American baseball player (1885–1965)

Ivan Massie "Ivy" Olson (October 14, 1885 – September 1, 1965) was an American professional baseball shortstop. He played fourteen seasons in Major League Baseball (MLB) from 1911 to 1924 for the Cleveland Naps, Cincinnati Reds, and Brooklyn Robins.

His best season was in 1919 when he played in all 140 games and would lead the NL in at bats (590), plate appearances (635), hits (164), singles (140), and at bats per strikeout (49.2). In 1921, he would also lead the NL in at bats (652). He currently ranks 84th on the MLB all-time sacrifice hits list (198) and ranks 73rd on the all-time at bats per strikeout list (23). He also holds the Los Angeles Dodgers single season record for at bats per strikeout (55.1 in 1922) and is the Dodgers all-time at bats per strikeout leader (26.8).
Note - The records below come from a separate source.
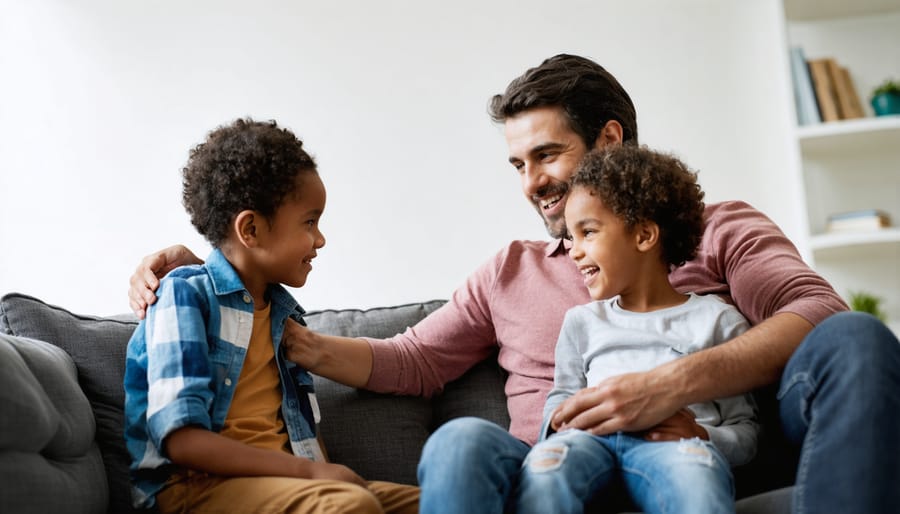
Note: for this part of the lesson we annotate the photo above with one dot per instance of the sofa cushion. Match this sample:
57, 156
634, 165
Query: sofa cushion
378, 435
396, 427
49, 461
97, 346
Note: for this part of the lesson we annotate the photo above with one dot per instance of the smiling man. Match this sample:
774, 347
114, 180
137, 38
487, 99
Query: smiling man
552, 115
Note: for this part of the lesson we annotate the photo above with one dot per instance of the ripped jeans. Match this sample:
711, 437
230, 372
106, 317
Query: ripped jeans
563, 472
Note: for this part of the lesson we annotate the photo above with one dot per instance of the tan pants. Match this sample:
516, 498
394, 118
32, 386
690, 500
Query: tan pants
202, 493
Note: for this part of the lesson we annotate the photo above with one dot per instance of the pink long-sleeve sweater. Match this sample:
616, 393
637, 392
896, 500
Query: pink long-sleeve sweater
517, 300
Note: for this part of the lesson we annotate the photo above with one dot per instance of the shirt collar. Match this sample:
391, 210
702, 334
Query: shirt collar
225, 281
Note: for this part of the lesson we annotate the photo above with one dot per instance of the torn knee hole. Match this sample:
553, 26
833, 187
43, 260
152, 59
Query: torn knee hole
546, 457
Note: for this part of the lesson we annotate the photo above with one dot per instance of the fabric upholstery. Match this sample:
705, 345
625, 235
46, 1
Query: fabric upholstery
380, 436
49, 461
97, 346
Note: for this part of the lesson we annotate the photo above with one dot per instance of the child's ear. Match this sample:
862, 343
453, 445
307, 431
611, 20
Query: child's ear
246, 227
646, 235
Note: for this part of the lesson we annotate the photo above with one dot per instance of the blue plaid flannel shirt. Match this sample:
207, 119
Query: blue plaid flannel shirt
184, 360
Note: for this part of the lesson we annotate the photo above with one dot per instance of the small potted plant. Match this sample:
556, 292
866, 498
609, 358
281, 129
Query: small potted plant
863, 301
886, 98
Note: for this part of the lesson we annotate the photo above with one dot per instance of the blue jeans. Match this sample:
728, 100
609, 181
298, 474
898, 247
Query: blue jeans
840, 399
563, 473
468, 466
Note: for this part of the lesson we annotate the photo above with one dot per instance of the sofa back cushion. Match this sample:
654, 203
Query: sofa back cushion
49, 460
380, 436
97, 347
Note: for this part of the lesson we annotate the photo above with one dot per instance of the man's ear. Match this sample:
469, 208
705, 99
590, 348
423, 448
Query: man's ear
247, 228
611, 133
646, 235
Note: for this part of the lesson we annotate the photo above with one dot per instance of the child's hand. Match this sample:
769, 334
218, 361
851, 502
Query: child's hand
329, 471
680, 425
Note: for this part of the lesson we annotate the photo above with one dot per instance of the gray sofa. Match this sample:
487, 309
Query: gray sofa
61, 446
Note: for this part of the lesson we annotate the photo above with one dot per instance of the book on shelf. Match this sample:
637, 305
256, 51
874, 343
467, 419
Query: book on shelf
824, 88
847, 99
835, 93
804, 96
862, 220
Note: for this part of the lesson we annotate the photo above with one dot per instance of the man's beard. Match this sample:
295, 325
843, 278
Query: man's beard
556, 226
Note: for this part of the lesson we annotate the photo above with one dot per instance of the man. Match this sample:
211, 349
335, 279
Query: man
835, 379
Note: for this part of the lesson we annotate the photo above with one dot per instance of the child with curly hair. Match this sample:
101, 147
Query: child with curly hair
217, 420
633, 215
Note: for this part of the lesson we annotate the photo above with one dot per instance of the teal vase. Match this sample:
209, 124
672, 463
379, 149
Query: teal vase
886, 104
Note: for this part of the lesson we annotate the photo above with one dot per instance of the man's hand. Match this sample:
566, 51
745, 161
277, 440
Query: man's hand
628, 403
301, 346
681, 425
153, 267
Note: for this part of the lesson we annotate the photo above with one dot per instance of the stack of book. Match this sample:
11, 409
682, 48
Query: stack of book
823, 90
867, 219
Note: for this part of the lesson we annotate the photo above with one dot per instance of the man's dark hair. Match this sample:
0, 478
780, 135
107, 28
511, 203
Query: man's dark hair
245, 165
588, 94
638, 184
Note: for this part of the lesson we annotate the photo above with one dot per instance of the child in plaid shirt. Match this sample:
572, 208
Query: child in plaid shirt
217, 420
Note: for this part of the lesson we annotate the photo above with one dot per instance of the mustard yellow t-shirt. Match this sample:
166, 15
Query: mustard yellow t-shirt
254, 416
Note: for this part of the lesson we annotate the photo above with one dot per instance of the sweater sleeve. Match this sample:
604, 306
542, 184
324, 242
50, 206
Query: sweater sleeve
743, 254
442, 346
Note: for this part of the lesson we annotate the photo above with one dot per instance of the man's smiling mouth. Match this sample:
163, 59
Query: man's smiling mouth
549, 203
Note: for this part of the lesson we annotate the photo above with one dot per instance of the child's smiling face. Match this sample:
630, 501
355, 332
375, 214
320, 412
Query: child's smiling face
292, 236
604, 249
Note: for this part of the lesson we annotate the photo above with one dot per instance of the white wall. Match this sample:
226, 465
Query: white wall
101, 100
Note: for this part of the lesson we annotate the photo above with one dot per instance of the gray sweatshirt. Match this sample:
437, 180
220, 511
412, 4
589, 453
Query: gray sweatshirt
600, 340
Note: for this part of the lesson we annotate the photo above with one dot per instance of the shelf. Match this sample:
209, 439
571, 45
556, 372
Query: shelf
858, 134
839, 242
828, 9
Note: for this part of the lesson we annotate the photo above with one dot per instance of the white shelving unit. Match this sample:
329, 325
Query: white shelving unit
852, 164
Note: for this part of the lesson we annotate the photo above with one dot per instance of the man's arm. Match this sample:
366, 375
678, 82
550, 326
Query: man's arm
346, 360
145, 279
199, 449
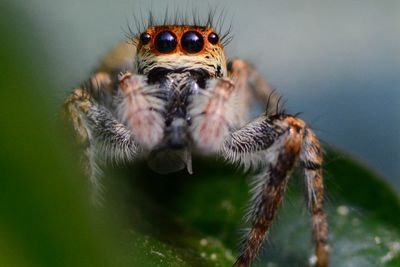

In 14 seasons, he played in 1,574 games and had 6,111 at bats, 730 runs, 1,575 hits, 191 doubles, 69 triples, 13 home runs, 446 RBI, 156 stolen bases, 285 walks, .258 batting average, .295 on-base percentage, .318 slugging percentage, 1,943 total bases, and 198 sacrifice hits. After his playing career ended, he was a coach for the Brooklyn Dodgers and the New York Giants. He died in Inglewood, California at the age of 79.